• Quand les journalistes du Monde comprendront la réforme de l'Université, les universitaires liront-ils encore le journal ? Blog de Christophe Pebarthe (Mediapart)

    Après le fort mouvement des universités l'année dernière, même les plus pessimistes pensaient que les journalistes du Monde, Philippe Jacqué et d'autres, finiraient par comprendre. Qu'ils rédigeraient eux-mêmes leurs articles sans reprendre béatement les slogans gouvernementaux… Au moins pouvait-on souhaiter qu'en cette période de trêve, la rhétorique méprisante et modernisatrice perdrait de sa verve, qu'à minuit un toast serait porté à la santé de la déontologie, bref que de bonnes résolutions seraient prises en cette Saint-Sylvestre 2009. Plus de papiers rédigés à la sauvette, depuis le surplomb confortable que constitue un journal du soir et de référence, mais des articles faisant l'effort d'expliquer, de rendre compte des faits, quitte à maintenir dans un éditorial des commentaires peu amènes sur "le degré de crispation des universités" au moment de "la crise universitaire du printemps 2009" (Le Monde, 5 janvier 2010). Rassurons les journalistes du Monde, à force d'être crispés, les universitaires ont appris à vivre avec les crampes que certaines lectures leur procurent…

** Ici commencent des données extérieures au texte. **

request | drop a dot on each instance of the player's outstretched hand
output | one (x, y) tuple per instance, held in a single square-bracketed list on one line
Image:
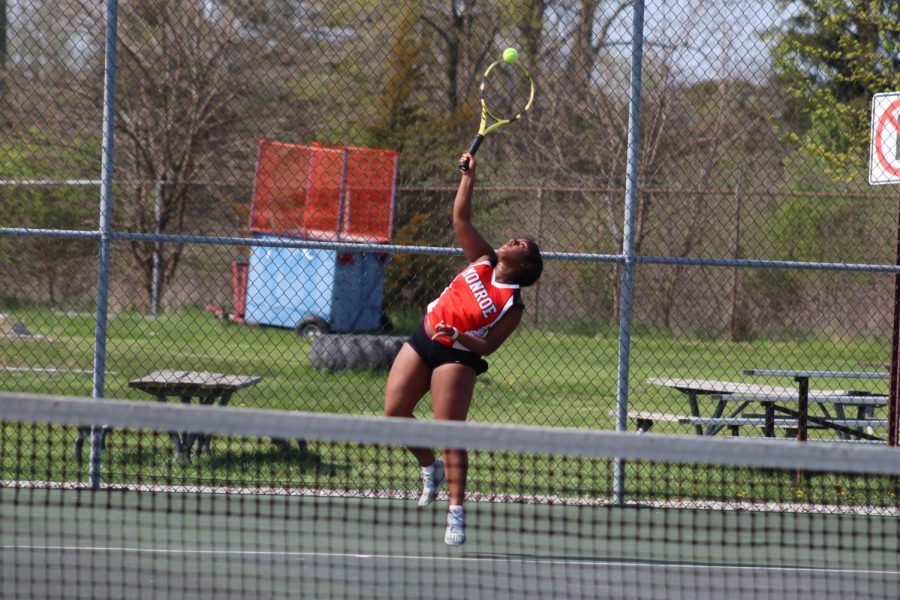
[(469, 160)]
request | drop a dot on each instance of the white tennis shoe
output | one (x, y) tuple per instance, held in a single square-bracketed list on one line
[(432, 483), (456, 530)]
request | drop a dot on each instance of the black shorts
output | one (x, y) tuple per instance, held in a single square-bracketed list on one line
[(436, 354)]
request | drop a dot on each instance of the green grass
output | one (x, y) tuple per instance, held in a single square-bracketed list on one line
[(549, 376)]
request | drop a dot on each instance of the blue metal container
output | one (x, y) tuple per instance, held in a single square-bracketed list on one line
[(313, 290)]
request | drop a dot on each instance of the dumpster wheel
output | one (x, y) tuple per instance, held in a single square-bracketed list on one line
[(310, 326)]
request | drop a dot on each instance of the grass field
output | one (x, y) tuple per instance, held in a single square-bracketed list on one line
[(552, 376)]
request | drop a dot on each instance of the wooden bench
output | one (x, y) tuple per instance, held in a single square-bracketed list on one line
[(789, 424), (206, 388)]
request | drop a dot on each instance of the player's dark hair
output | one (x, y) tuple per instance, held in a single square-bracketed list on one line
[(535, 265)]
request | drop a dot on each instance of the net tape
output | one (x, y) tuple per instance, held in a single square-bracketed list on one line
[(762, 453)]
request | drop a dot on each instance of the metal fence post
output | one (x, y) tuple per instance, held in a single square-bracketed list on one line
[(106, 168), (156, 277), (628, 231)]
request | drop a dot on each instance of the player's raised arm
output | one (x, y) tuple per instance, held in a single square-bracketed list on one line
[(474, 246)]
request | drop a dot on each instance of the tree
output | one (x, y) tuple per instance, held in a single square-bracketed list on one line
[(180, 111), (832, 56)]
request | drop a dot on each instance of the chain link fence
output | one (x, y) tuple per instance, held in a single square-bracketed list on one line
[(757, 243)]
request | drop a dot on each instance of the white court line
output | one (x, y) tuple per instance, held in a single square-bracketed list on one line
[(407, 557), (384, 494)]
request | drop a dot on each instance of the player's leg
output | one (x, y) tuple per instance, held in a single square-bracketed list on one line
[(452, 386), (408, 381)]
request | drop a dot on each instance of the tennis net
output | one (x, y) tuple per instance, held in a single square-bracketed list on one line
[(283, 504)]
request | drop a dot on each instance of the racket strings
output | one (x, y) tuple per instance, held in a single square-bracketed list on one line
[(506, 91)]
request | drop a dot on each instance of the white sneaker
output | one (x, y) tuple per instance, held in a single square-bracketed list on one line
[(432, 483), (456, 530)]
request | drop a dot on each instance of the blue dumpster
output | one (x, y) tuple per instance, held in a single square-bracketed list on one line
[(315, 290)]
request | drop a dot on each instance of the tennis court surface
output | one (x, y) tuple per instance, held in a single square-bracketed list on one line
[(699, 518)]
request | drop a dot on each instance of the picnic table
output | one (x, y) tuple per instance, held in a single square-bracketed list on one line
[(188, 387), (864, 409), (781, 408)]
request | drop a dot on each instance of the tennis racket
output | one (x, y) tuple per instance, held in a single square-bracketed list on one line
[(507, 92)]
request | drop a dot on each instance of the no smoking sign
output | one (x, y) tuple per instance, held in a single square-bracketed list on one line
[(884, 148)]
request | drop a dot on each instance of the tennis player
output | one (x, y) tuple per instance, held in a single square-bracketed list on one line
[(473, 316)]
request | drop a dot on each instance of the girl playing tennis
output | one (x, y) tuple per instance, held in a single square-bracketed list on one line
[(472, 317)]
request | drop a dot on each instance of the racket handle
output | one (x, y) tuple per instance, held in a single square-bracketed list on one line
[(464, 164)]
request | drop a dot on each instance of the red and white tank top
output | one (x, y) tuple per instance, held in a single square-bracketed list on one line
[(473, 302)]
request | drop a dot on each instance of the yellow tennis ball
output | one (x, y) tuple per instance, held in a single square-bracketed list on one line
[(511, 55)]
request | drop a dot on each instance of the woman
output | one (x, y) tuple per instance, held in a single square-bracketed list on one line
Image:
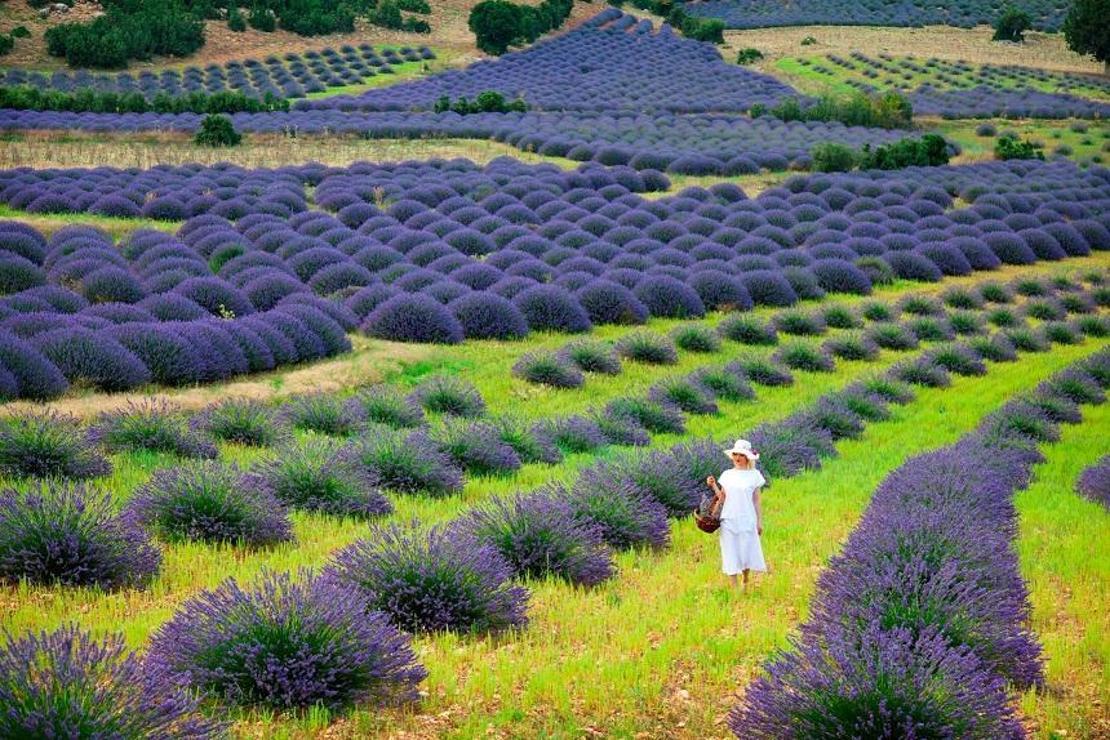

    Remercions Maryline Baumard et Philippe Jacqué. Ils n'ont pas mis longtemps à nous détromper. Dès le 1er janvier (édition du 2 janvier), pas de temps à perdre, une nouvelle fois, ils célèbrent l'autonomie des universités, une véritable "révolution culturelle". Les plus anciens se souviendront que l'éloge avait déjà été fait l'année dernière, au moment des premiers passages aux responsabilités et compétences élargies. Les mauvaises langues supposent que la prochaine apologie pour janvier 2011 est peut-être déjà écrite… À moins que, pour plaire au président de la République, on ne décide de resservir le même article, afin de signifier à tous les esprits retors qui auraient le mauvais goût de moquer des discours identiques prononcés à un an d'écart, que si l'histoire ne repasse pas les plats, Le Monde n'hésite pas à servir la même soupe.

    Comme le notent Maryline Baumard et Philippe Jacqué, l'épidémie des responsabilités et compétences élargies (RCE) gagne peu à peu le paysage universitaire. Trente-trois nouvelles universités accèdent à ce statut en cette année 2010. À y bien réfléchir, mais sans doute est-ce par précaution déontologique, nos deux journalistes auraient dû ajouter, "seulement trente-trois". Comment comprendre en effet que trente-deux établissements, vraisemblablement crispés, attendent au lieu de choisir cette libération ? Le lecteur attentif sent poindre quelque explication dans le constat incidemment énoncé. "Très peu d'universités de sciences humaines sont pour l'instant passées aux RCE". Pour quelles raisons ces universités-là demeurent-elles en dehors de la "révolution culturelle" ? N'est-ce pas leur dernier soubresaut, leur baroud d'honneur avant une capitulation en rase campagne devant la modernité triomphante de l'autonomie ? Mais sans doute s'agit-il simplement de souligner que certaines universités, toujours les mêmes, sont à la remorque des autres, toujours les mêmes, par pusillanimité ou par impréparation ("soit parce qu'elles ne l'ont pas encore demandé, soit parce qu'elles ne l'ont pas obtenue").